I am late 20’s, brunette, smoking still, losing my wallet everyday, making the wrong choices in men, but still loving big earrings and turtlenecks. As expected, Mom is wearing Chico’s from head to toe.
Shopping for a card for Mother’s Day was super hard for me in the last years of my mom's life. I honestly think Mother’s Day was harder for me when she was living. Complicated mom/daughter relationship cards don’t really exist, and you feel like such an outsider when going out to brunch with your sick mom isn’t an option. I also felt fake, because how could I buy her a card when I hadn’t called her back in weeks? How could I bring her flowers when, the last time we had spoken, I told her I didn't want to hear her cry anymore if she wasn't going to do anything about her pain and addiction? But capitalism and society don't care. Just spend, spend, spend. It’s your duty as a daughter and a citizen.

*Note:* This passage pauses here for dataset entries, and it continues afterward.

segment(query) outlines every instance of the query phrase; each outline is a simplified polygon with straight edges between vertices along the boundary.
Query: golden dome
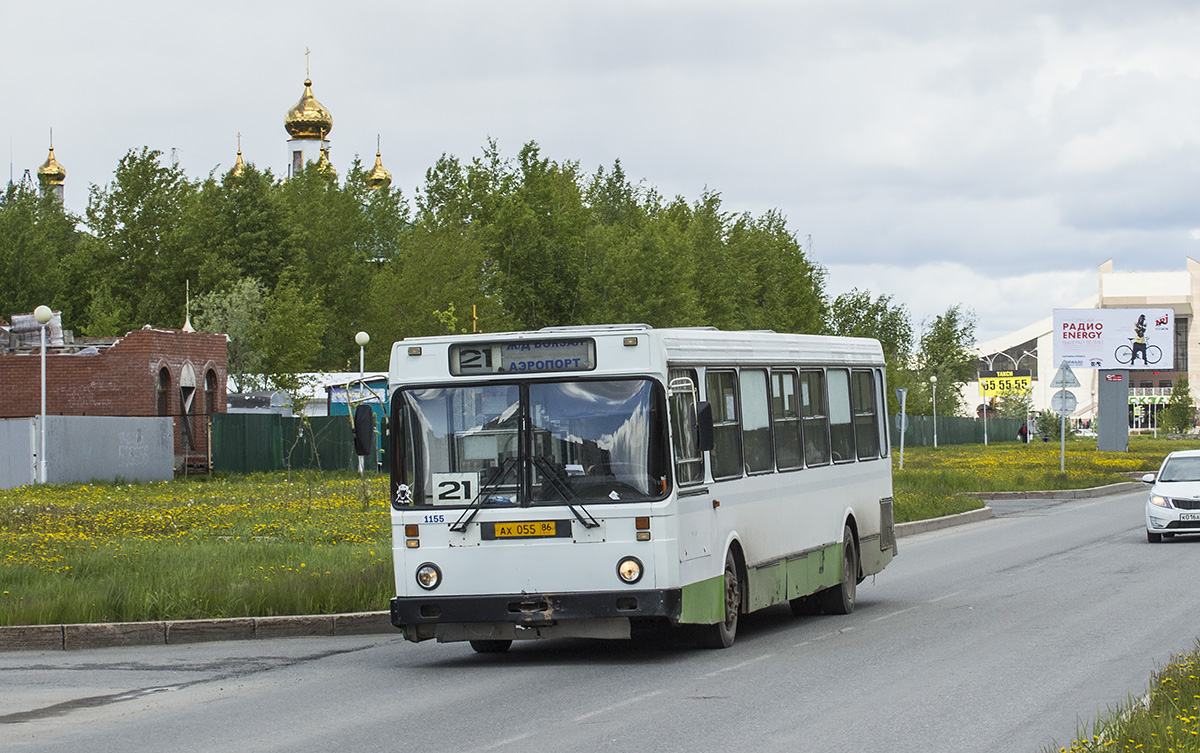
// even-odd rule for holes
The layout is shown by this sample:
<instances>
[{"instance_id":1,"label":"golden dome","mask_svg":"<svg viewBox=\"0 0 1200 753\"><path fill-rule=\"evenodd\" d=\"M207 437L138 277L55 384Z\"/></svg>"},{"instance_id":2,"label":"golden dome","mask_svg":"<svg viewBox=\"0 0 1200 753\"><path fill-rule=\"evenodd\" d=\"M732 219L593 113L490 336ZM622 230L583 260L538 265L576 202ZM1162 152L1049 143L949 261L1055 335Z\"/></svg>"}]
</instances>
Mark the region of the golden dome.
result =
<instances>
[{"instance_id":1,"label":"golden dome","mask_svg":"<svg viewBox=\"0 0 1200 753\"><path fill-rule=\"evenodd\" d=\"M329 161L329 149L324 146L321 147L321 158L317 160L317 170L325 175L337 177L337 170L333 169L333 163Z\"/></svg>"},{"instance_id":2,"label":"golden dome","mask_svg":"<svg viewBox=\"0 0 1200 753\"><path fill-rule=\"evenodd\" d=\"M54 145L50 145L50 156L38 168L38 181L44 186L61 186L67 179L67 169L54 158Z\"/></svg>"},{"instance_id":3,"label":"golden dome","mask_svg":"<svg viewBox=\"0 0 1200 753\"><path fill-rule=\"evenodd\" d=\"M237 161L233 163L233 177L238 177L246 172L246 162L242 159L242 134L238 134L238 153Z\"/></svg>"},{"instance_id":4,"label":"golden dome","mask_svg":"<svg viewBox=\"0 0 1200 753\"><path fill-rule=\"evenodd\" d=\"M318 139L333 130L333 116L312 93L312 79L304 79L304 94L283 119L283 127L294 139Z\"/></svg>"},{"instance_id":5,"label":"golden dome","mask_svg":"<svg viewBox=\"0 0 1200 753\"><path fill-rule=\"evenodd\" d=\"M392 173L383 166L383 155L379 151L379 139L375 143L375 168L367 173L367 185L371 188L383 188L392 182Z\"/></svg>"}]
</instances>

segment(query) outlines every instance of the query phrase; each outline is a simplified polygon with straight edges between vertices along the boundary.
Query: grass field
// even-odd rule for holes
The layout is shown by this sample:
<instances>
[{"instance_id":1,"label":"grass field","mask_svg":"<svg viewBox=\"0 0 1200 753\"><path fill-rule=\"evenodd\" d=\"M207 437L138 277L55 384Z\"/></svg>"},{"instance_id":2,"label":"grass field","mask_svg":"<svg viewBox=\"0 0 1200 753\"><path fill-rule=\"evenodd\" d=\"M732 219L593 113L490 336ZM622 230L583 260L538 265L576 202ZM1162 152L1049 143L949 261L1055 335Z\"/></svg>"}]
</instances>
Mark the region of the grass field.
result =
<instances>
[{"instance_id":1,"label":"grass field","mask_svg":"<svg viewBox=\"0 0 1200 753\"><path fill-rule=\"evenodd\" d=\"M907 449L896 520L982 504L961 492L1127 480L1182 446L1135 438L1098 453L1077 440L1064 475L1055 443ZM368 479L369 501L356 476L309 472L0 491L0 625L386 609L386 483Z\"/></svg>"},{"instance_id":2,"label":"grass field","mask_svg":"<svg viewBox=\"0 0 1200 753\"><path fill-rule=\"evenodd\" d=\"M893 453L896 522L966 512L983 505L964 492L1085 489L1130 481L1130 473L1158 470L1173 450L1200 441L1131 437L1129 452L1097 452L1095 439L1066 443L1066 473L1059 473L1058 442L914 447L904 450L904 468Z\"/></svg>"},{"instance_id":3,"label":"grass field","mask_svg":"<svg viewBox=\"0 0 1200 753\"><path fill-rule=\"evenodd\" d=\"M0 625L327 614L394 595L382 477L0 491Z\"/></svg>"}]
</instances>

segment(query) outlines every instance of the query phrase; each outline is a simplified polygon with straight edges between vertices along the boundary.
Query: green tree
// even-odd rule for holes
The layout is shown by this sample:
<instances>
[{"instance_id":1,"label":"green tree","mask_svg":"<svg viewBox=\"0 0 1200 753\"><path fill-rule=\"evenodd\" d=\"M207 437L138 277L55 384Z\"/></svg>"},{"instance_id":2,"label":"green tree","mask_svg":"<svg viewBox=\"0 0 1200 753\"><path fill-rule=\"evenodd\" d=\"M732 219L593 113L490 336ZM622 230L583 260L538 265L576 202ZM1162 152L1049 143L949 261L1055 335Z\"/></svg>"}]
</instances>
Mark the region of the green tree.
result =
<instances>
[{"instance_id":1,"label":"green tree","mask_svg":"<svg viewBox=\"0 0 1200 753\"><path fill-rule=\"evenodd\" d=\"M266 389L258 329L265 318L265 297L258 280L245 277L227 291L206 293L195 301L196 328L229 337L227 370L238 392Z\"/></svg>"},{"instance_id":2,"label":"green tree","mask_svg":"<svg viewBox=\"0 0 1200 753\"><path fill-rule=\"evenodd\" d=\"M1019 418L1026 420L1033 408L1033 395L1030 390L1003 390L996 396L996 416L998 418Z\"/></svg>"},{"instance_id":3,"label":"green tree","mask_svg":"<svg viewBox=\"0 0 1200 753\"><path fill-rule=\"evenodd\" d=\"M957 304L925 323L916 354L916 381L923 386L917 400L909 393L910 404L916 403L924 413L931 406L931 376L937 377L937 415L963 414L962 387L975 378L978 359L972 352L975 343L975 314Z\"/></svg>"},{"instance_id":4,"label":"green tree","mask_svg":"<svg viewBox=\"0 0 1200 753\"><path fill-rule=\"evenodd\" d=\"M71 326L74 296L65 265L74 252L78 218L58 199L24 183L0 196L0 315L26 314L45 304Z\"/></svg>"},{"instance_id":5,"label":"green tree","mask_svg":"<svg viewBox=\"0 0 1200 753\"><path fill-rule=\"evenodd\" d=\"M522 329L577 324L588 223L579 166L544 159L529 142L511 169L513 190L483 231L488 282Z\"/></svg>"},{"instance_id":6,"label":"green tree","mask_svg":"<svg viewBox=\"0 0 1200 753\"><path fill-rule=\"evenodd\" d=\"M293 266L288 217L270 172L247 164L240 175L209 176L181 220L180 247L193 290L228 290L252 278L273 290Z\"/></svg>"},{"instance_id":7,"label":"green tree","mask_svg":"<svg viewBox=\"0 0 1200 753\"><path fill-rule=\"evenodd\" d=\"M1196 404L1192 400L1192 389L1188 378L1181 376L1171 388L1167 407L1159 414L1163 427L1176 434L1190 432L1196 424Z\"/></svg>"},{"instance_id":8,"label":"green tree","mask_svg":"<svg viewBox=\"0 0 1200 753\"><path fill-rule=\"evenodd\" d=\"M883 348L890 386L916 391L907 369L912 360L912 319L904 304L892 301L890 295L872 297L869 291L858 288L842 293L829 306L829 332L878 340ZM889 413L900 411L894 390L887 395L887 401ZM910 406L906 405L906 409L911 412Z\"/></svg>"},{"instance_id":9,"label":"green tree","mask_svg":"<svg viewBox=\"0 0 1200 753\"><path fill-rule=\"evenodd\" d=\"M81 247L76 289L108 291L128 308L125 329L141 324L180 326L189 268L179 233L196 186L178 165L160 164L162 153L142 147L117 163L112 182L93 185L86 222L95 242Z\"/></svg>"}]
</instances>

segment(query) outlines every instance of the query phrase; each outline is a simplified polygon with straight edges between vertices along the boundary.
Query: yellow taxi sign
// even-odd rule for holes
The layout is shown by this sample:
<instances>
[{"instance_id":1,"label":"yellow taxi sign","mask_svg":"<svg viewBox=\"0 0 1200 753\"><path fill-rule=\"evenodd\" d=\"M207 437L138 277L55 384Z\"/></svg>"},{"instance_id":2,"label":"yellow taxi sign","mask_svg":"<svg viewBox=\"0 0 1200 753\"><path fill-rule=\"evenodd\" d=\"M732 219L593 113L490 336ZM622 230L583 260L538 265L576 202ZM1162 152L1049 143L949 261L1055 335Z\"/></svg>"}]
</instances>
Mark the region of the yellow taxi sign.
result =
<instances>
[{"instance_id":1,"label":"yellow taxi sign","mask_svg":"<svg viewBox=\"0 0 1200 753\"><path fill-rule=\"evenodd\" d=\"M1033 372L1029 369L979 372L979 394L997 397L1029 392L1033 388Z\"/></svg>"}]
</instances>

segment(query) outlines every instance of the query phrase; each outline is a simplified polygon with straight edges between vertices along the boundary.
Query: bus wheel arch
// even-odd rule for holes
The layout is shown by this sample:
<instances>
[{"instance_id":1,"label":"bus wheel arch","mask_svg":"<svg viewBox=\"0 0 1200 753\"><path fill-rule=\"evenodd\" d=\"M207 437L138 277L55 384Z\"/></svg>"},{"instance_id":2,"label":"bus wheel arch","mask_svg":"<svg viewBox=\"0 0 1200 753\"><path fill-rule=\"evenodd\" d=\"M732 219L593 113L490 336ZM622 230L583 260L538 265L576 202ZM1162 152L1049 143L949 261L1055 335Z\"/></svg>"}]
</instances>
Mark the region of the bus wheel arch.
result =
<instances>
[{"instance_id":1,"label":"bus wheel arch","mask_svg":"<svg viewBox=\"0 0 1200 753\"><path fill-rule=\"evenodd\" d=\"M711 625L700 626L699 642L705 648L732 646L737 638L739 617L745 611L746 561L741 545L736 539L726 547L724 563L724 569L721 571L724 619Z\"/></svg>"},{"instance_id":2,"label":"bus wheel arch","mask_svg":"<svg viewBox=\"0 0 1200 753\"><path fill-rule=\"evenodd\" d=\"M862 570L862 543L861 543L861 539L858 536L858 521L855 520L853 512L846 514L846 522L843 525L844 525L844 528L846 530L849 530L850 533L852 534L852 538L854 541L854 551L858 555L855 558L856 566L855 566L855 572L854 572L854 578L855 578L854 582L856 584L862 583L864 580L866 580L866 576L863 575L863 570ZM845 542L843 542L843 544L844 543Z\"/></svg>"},{"instance_id":3,"label":"bus wheel arch","mask_svg":"<svg viewBox=\"0 0 1200 753\"><path fill-rule=\"evenodd\" d=\"M846 520L842 529L842 578L836 586L817 593L821 609L825 614L850 614L857 601L859 573L862 558L858 556L858 536L853 527L853 518Z\"/></svg>"}]
</instances>

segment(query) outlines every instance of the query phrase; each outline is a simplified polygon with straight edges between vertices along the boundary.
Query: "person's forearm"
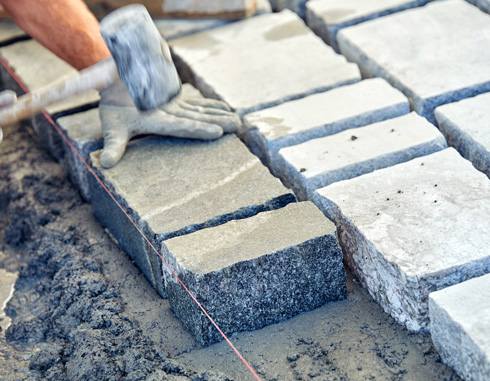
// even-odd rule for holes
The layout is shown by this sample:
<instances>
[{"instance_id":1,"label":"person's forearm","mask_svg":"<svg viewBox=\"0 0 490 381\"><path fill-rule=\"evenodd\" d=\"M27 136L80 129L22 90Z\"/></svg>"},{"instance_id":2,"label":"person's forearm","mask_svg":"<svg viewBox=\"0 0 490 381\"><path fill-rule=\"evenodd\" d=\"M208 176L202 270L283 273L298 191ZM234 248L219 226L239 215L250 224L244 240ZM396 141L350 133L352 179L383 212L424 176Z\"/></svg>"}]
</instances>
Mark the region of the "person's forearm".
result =
<instances>
[{"instance_id":1,"label":"person's forearm","mask_svg":"<svg viewBox=\"0 0 490 381\"><path fill-rule=\"evenodd\" d=\"M0 0L32 38L78 70L110 53L97 19L82 0Z\"/></svg>"}]
</instances>

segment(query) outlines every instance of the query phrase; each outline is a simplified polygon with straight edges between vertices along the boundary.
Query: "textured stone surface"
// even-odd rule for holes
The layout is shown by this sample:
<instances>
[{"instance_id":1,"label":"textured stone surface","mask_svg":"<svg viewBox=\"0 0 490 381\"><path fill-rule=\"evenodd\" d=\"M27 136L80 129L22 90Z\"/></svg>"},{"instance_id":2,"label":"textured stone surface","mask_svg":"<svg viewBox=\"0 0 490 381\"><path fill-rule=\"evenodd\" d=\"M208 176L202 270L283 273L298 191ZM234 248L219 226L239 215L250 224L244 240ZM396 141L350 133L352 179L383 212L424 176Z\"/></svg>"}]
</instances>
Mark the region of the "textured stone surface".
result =
<instances>
[{"instance_id":1,"label":"textured stone surface","mask_svg":"<svg viewBox=\"0 0 490 381\"><path fill-rule=\"evenodd\" d=\"M489 34L490 15L447 0L343 29L337 42L364 75L387 79L435 124L437 106L490 91Z\"/></svg>"},{"instance_id":2,"label":"textured stone surface","mask_svg":"<svg viewBox=\"0 0 490 381\"><path fill-rule=\"evenodd\" d=\"M317 191L344 261L410 330L432 291L490 272L490 180L452 148Z\"/></svg>"},{"instance_id":3,"label":"textured stone surface","mask_svg":"<svg viewBox=\"0 0 490 381\"><path fill-rule=\"evenodd\" d=\"M429 295L430 331L442 361L463 379L490 379L490 274Z\"/></svg>"},{"instance_id":4,"label":"textured stone surface","mask_svg":"<svg viewBox=\"0 0 490 381\"><path fill-rule=\"evenodd\" d=\"M15 25L12 20L2 20L2 22L0 22L0 44L24 36L26 36L25 32Z\"/></svg>"},{"instance_id":5,"label":"textured stone surface","mask_svg":"<svg viewBox=\"0 0 490 381\"><path fill-rule=\"evenodd\" d=\"M90 153L101 149L104 145L102 139L102 126L100 124L99 110L77 113L59 118L58 125L65 132L66 137L88 163ZM76 152L63 140L64 164L68 170L70 180L80 191L85 201L90 201L89 176L92 176L87 167L80 160Z\"/></svg>"},{"instance_id":6,"label":"textured stone surface","mask_svg":"<svg viewBox=\"0 0 490 381\"><path fill-rule=\"evenodd\" d=\"M419 7L431 0L310 0L306 23L337 52L337 32L391 13Z\"/></svg>"},{"instance_id":7,"label":"textured stone surface","mask_svg":"<svg viewBox=\"0 0 490 381\"><path fill-rule=\"evenodd\" d=\"M99 156L100 151L91 154L96 173L156 248L164 239L294 201L235 135L207 142L163 137L133 141L111 169L101 168ZM92 177L90 194L103 225L153 284L161 280L156 253ZM164 295L162 285L156 286Z\"/></svg>"},{"instance_id":8,"label":"textured stone surface","mask_svg":"<svg viewBox=\"0 0 490 381\"><path fill-rule=\"evenodd\" d=\"M308 0L270 0L270 2L275 11L290 9L300 17L304 18L306 15L306 4Z\"/></svg>"},{"instance_id":9,"label":"textured stone surface","mask_svg":"<svg viewBox=\"0 0 490 381\"><path fill-rule=\"evenodd\" d=\"M183 78L240 115L360 79L355 64L335 54L287 10L170 45Z\"/></svg>"},{"instance_id":10,"label":"textured stone surface","mask_svg":"<svg viewBox=\"0 0 490 381\"><path fill-rule=\"evenodd\" d=\"M245 116L243 139L276 172L277 151L409 112L407 98L376 78Z\"/></svg>"},{"instance_id":11,"label":"textured stone surface","mask_svg":"<svg viewBox=\"0 0 490 381\"><path fill-rule=\"evenodd\" d=\"M447 147L444 136L415 112L366 127L283 148L280 177L300 199L331 183L351 179Z\"/></svg>"},{"instance_id":12,"label":"textured stone surface","mask_svg":"<svg viewBox=\"0 0 490 381\"><path fill-rule=\"evenodd\" d=\"M154 20L154 22L163 38L165 38L167 41L184 37L189 34L202 32L207 29L216 28L218 26L223 26L229 23L229 21L226 20L216 19L161 19Z\"/></svg>"},{"instance_id":13,"label":"textured stone surface","mask_svg":"<svg viewBox=\"0 0 490 381\"><path fill-rule=\"evenodd\" d=\"M345 297L335 226L295 203L165 241L171 268L226 334L261 328ZM221 336L164 267L174 313L203 345Z\"/></svg>"},{"instance_id":14,"label":"textured stone surface","mask_svg":"<svg viewBox=\"0 0 490 381\"><path fill-rule=\"evenodd\" d=\"M436 108L448 144L490 177L490 94Z\"/></svg>"},{"instance_id":15,"label":"textured stone surface","mask_svg":"<svg viewBox=\"0 0 490 381\"><path fill-rule=\"evenodd\" d=\"M466 0L469 3L476 5L483 12L490 13L490 0Z\"/></svg>"}]
</instances>

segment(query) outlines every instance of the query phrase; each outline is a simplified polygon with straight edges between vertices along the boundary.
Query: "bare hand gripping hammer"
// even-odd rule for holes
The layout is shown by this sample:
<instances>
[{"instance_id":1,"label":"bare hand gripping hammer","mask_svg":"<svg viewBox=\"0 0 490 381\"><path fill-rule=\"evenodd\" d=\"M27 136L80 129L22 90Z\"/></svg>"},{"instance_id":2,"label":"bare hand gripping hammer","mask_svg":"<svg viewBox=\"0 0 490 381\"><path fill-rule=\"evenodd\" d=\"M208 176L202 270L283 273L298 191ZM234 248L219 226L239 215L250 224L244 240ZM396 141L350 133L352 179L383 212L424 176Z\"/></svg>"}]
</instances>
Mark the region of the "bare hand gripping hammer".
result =
<instances>
[{"instance_id":1,"label":"bare hand gripping hammer","mask_svg":"<svg viewBox=\"0 0 490 381\"><path fill-rule=\"evenodd\" d=\"M23 95L0 109L0 127L36 115L66 98L102 90L118 79L118 72L140 110L162 106L179 93L181 82L168 46L143 5L115 10L101 21L100 28L113 58Z\"/></svg>"}]
</instances>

There were a few years I didn’t even buy her a card. Some years, buying a blank one so I could write the note the way I wanted to felt better. Felt more honest. I had to sort of take back this Hallmark holiday. Make it mine. Make it ours.
I don’t like giving advice on grief, because everyone is different, every day is different. But to me, Mother's Day is just another day. Another Sunday. I can lose it and start crying just as hard on a Tuesday evening in October. If you are grieving, whatever that means to you, make this Hallmark day what you need. What you need now. This year. This month. This Mother’s Day. And allow yourself the grace to feel good on Sunday, because you just might feel really happy, and that’s okay too.
5 years after her death, I love my mom more than I ever have, but I also feel a lot of love for myself. I am learning to forgive myself. She could only do the best she could with where she was in her life, and if I believe that, then that’s the same for me. I could only do the best that I could do, at that time in my life.
I truly believe I was rebelling and angry at what was happening to her, but it was really about what was happening to me. I was watching my beautiful, strong, independent, funny, wise, capable mom...slowly die. And as a Virgo and a do-er with resources at my disposal, someone who can manage a to-do list faster than anyone, I could do nothing about it. Nothing. How I am going to feel on Mother's Day also feels so out of my control. You can plan ahead, or have an idea of what you need or want on that day, but the day will come, whether you are ready or not. Just like grief. I hope you feel loved, warm and safe on Mother's Day...and every other day of the year. Maybe I'll scrapbook this year. I still have rubber cement somewhere in the house.